Title: Re: How to get all posts through "recent"?
Post by: LoyceV on October 03, 2019, 03:43:47 PM
Are you sure?
No, apparently I wasn't sure. I tested it again, and all 5 test-posts in this thread ended showed up in "recent".

I checked 40,000 of my scraped posts, and I have:
9990/10000 (http://loyce.club/archive/posts/5259/)
9996/10000 (http://loyce.club/archive/posts/5260/)
9996/10000 (http://loyce.club/archive/posts/5261/)
9993/10000 (http://loyce.club/archive/posts/5262/)

That means it must have been a coincidence that I missed 2 posts in the Wall Observer thread in a short time span, right at the moment I was testing my scraper there (https://bitcointalk.org/index.php?topic=178336.msg52614956#msg52614956).

I can live with missing less than 0.1% of all posts (and some of the missing posts are on hidden boards (I only know of VIP and Staff boards) and Investigations is excluded.

May I know how could you find this post only with knowing msgID?
Quote a post - any post, doesn't matter. Then in the URL that looks like this:

Code:
https://bitcointalk.org/index.php?action=post;quote=52617659;topic=5189156.0;num_replies=8;sesc=...

Replace the number after "quote=" with the ID of the post you're looking for.
That's a neath trick! But difficult to automate, so I can't really use it to check for missing posts.

All posts you can see should be listed there, though due to database concurrency limitations, ones made in the last few seconds might not show up, even if others before/after them do.
Thanks. If it's a known limitation, I'll just let it be :)

Quote
Note that if you don't need to get posts ASAP, it may be more easy and efficient for you to use https://bitcointalk.org/sitemap.php. All of the last-modification times are accurate to within a couple of hours.
That page looks different in Firefox and in Chrome, but I can't really figure out what I'm looking at.


Title: Re: How to get all posts through "recent"?
Post by: hosseinimr93 on October 03, 2019, 06:31:28 PM
Most of the missed posts are in Wall Observer thread (https://bitcointalk.org/index.php?topic=178336.0)
25 out of those 40,000 posts have been missed.
14 out of 25 posts are in hidden threads. So we can say that 11 out of 40,000 posts have been missed. 9 out of 11 missed posts are in Wall Observer thread. That's 82% of missed posts.

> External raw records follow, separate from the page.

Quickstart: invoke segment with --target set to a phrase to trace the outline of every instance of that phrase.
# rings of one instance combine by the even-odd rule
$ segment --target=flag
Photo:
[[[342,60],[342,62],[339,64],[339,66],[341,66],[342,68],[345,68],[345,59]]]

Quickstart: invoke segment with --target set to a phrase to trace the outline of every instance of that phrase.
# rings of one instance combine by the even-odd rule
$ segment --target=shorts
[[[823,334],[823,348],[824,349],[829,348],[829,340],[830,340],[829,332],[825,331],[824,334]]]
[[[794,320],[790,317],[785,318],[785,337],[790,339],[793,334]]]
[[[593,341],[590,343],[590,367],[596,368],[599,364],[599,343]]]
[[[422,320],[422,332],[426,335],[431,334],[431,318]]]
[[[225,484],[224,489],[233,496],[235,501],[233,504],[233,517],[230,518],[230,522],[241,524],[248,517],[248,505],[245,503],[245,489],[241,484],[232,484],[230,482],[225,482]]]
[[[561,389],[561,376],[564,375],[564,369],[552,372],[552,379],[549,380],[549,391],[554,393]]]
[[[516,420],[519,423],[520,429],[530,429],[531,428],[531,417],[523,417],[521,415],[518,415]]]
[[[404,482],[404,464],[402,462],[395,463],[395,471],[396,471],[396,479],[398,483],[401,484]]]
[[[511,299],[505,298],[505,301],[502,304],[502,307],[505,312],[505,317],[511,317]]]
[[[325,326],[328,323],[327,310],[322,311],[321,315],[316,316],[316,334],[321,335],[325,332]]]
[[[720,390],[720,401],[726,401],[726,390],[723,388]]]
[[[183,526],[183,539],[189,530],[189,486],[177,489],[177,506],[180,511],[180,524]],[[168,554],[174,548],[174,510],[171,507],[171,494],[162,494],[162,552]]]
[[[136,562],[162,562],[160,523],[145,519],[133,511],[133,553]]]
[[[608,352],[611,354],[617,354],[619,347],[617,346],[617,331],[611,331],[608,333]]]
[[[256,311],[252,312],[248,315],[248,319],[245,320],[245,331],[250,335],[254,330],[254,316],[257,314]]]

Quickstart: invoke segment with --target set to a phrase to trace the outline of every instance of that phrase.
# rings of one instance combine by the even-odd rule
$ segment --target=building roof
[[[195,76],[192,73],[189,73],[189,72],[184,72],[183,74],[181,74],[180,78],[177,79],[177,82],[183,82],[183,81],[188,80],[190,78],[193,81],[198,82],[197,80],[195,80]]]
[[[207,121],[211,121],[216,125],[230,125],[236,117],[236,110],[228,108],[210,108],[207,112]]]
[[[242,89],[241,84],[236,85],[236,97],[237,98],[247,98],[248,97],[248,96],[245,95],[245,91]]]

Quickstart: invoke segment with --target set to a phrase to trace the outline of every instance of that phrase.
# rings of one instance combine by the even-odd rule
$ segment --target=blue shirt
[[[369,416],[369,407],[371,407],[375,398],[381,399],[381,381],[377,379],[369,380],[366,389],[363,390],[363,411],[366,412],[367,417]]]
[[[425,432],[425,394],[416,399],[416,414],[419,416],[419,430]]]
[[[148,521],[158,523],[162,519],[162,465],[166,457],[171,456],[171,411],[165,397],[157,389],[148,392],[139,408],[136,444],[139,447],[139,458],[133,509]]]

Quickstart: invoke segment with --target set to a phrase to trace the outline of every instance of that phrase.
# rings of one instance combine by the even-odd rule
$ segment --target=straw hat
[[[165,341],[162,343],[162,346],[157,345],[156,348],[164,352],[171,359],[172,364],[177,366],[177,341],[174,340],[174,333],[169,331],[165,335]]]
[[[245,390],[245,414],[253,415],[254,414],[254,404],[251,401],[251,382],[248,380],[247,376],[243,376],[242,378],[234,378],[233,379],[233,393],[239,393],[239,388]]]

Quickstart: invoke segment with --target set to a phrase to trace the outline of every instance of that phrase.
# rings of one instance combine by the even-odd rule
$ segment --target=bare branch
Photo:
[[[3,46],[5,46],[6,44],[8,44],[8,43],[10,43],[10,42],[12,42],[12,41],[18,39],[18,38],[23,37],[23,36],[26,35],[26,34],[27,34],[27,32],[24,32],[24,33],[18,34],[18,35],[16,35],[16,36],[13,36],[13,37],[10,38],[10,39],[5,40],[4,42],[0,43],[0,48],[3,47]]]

Title: Re: How to get all posts through "recent"?
Post by: theymos on October 03, 2019, 09:14:05 PM
That page looks different in Firefox and in Chrome, but I can't really figure out what I'm looking at.

It's an XML sitemap file. Search engines use that file to keep up-to-date on forum posts. It's designed for computers to process, not humans; different browsers display it differently.